The painting of Lirinsholme, now almost complete, seemed to mock me from its position on the easel. What had I been thinking, to paint the one thing I could never have again? Oh, once upon a time I had scorned my provincial upbringing, wished I could go make my fortune in Lystare, or even brave the great journey to see the capital of Sirlende, the great city of Iselfex, reputed to be one of the wonders of the world. Now, though, I thought I would give a great deal to see Lirinsholme’s narrow streets again, and to hear my mother’s voice or the laughter of my sisters.
But as there was little I could do to change my current situation, and because my mother had drummed into me the notion that sitting around and moping did no one any good and could actually do a great deal of harm, I made myself get out of bed. I dried my eyes on a handkerchief I retrieved from the top shelf of the wardrobe, and opened the windows and drew in deep breaths of the bracing morning air.
On an impulse, I pulled out the canvas of my unknown man and stared for a long moment into his eyes. They had been one of the first things I colored, and their elusive aquamarine depths seemed to look past me rather than at me. As much as I might have wanted to find answers there, I saw nothing but more questions. So I sighed and replaced the painting in its not-so-secret hiding place amongst my blank canvases…but not before I pressed two fingers to my lips and then laid them against the painted mouth of the stranger. Nothing in return, of course…no response save me shaking my head at my folly.
I had not bothered to tell Sar or Lord Blackmoor that it was my birthday. It appeared to me a foolish indulgence in a place where every dinner seemed to be a birthday feast, and where my every wish was granted.
Save, of course, my wish for freedom.
So it was a quiet day, and one in which I did not expect anything out of the ordinary to occur. I settled myself in my alcove and vowed that I would finish that damned painting of Lirinsholme. Autumn was fast approaching, the oaks and elms on the higher hillsides already beginning to be touched with bright color. I realized with a pang that somewhere down in the valley below, Lilianth would be wed to her betrothed very soon.

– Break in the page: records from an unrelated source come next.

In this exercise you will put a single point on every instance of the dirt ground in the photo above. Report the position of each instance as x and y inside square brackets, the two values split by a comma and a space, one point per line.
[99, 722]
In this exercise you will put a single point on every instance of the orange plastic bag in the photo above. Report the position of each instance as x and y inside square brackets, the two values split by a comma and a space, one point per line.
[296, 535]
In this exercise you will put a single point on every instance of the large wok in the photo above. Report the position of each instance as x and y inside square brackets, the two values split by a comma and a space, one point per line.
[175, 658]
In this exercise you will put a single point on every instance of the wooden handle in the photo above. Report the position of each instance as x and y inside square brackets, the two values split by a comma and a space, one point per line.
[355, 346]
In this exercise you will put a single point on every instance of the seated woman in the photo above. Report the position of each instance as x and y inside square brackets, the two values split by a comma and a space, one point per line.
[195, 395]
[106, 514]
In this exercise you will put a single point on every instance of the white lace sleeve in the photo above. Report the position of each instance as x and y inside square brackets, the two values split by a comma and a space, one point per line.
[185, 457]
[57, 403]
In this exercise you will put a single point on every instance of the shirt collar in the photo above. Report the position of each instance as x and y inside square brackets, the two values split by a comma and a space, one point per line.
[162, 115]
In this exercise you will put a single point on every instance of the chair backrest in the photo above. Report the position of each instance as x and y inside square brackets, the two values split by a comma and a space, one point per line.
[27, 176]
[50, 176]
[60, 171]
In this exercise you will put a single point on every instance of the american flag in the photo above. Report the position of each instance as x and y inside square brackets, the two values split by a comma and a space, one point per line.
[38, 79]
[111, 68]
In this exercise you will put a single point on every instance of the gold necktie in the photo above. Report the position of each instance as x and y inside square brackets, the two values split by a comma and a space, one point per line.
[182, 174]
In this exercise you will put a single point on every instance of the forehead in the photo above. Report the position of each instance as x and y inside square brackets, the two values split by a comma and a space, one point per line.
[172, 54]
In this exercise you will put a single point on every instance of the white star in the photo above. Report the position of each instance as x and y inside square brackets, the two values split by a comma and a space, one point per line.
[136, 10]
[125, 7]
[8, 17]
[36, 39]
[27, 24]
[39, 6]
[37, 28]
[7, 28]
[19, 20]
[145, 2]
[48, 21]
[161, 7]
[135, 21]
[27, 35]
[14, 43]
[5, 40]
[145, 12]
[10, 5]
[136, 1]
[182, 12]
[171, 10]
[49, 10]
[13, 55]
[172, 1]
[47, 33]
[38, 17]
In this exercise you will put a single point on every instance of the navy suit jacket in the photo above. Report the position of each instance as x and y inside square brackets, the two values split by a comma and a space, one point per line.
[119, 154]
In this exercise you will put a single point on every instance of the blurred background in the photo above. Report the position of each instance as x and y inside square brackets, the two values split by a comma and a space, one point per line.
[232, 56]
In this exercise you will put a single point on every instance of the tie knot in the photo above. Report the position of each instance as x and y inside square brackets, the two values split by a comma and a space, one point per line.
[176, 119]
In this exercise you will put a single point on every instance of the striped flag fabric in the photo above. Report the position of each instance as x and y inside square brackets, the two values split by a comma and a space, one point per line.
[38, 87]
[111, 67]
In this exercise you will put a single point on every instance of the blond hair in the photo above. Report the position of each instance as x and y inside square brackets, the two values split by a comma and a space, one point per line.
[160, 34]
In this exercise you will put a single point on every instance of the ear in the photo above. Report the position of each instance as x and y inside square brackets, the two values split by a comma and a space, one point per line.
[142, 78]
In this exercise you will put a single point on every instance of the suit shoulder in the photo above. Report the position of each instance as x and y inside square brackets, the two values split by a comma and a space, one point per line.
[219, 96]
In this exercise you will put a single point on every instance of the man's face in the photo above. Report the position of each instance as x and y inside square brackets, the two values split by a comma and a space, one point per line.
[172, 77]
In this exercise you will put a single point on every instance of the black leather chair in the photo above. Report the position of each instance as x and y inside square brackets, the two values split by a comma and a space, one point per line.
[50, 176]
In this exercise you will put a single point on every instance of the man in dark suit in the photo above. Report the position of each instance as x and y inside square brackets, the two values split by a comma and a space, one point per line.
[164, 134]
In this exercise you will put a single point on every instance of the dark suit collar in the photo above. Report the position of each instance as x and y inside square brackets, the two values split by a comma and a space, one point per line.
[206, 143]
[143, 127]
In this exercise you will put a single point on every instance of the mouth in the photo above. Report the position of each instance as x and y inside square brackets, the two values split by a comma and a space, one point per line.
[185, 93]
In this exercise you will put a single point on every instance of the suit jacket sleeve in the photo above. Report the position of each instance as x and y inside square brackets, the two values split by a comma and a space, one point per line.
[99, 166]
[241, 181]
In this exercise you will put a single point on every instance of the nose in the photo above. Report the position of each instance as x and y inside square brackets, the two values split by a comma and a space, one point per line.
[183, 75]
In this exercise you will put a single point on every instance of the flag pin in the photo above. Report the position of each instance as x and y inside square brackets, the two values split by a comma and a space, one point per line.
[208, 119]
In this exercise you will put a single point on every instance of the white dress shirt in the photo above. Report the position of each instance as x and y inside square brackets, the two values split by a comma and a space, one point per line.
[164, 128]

May she have more joy in her marriage than I have, I thought then, and then chided myself for being so self-pitying. Perhaps Theran Blackmoor was not the sort of husband a young woman might dream of, but he had treated me very well, with kindness and respect, which was probably more than I would have had at the hands of Liat Marenson. That realization made me thank the Dragon Lord for his patience and his regard. Things could have been so much worse. And since I had been careful to guard my tongue and to be as amiable as possible when in his presence, we had had no repeats of that terrifying night when he circled the ramparts of Black’s Keep in his dragon form.
A sudden commotion from the courtyard below made me stop and set down my paintbrush. The castle and the grounds surrounding it were not a place of hustle and bustle; it was clear Lord Blackmoor maintained only enough staff to keep the household running and not more than that. We had no strangers here. Whatever shipments of goods were necessary to the maintenance of the kitchens and the castle itself were brought here by its servants. Wandering traders and the like knew better than to approach the Dragon Lord’s doorstep, preferring the much more hospitable audience they might find in Lirinsholme.
Curiosity awakened, I lifted the easel out of the way so I could better peer down into the courtyard to see who—or what—disturbed the peace of Black’s Keep. The window was open to the cool afternoon air, and so I had only to place my hands on the lintel and lean over to identify the cause of the commotion.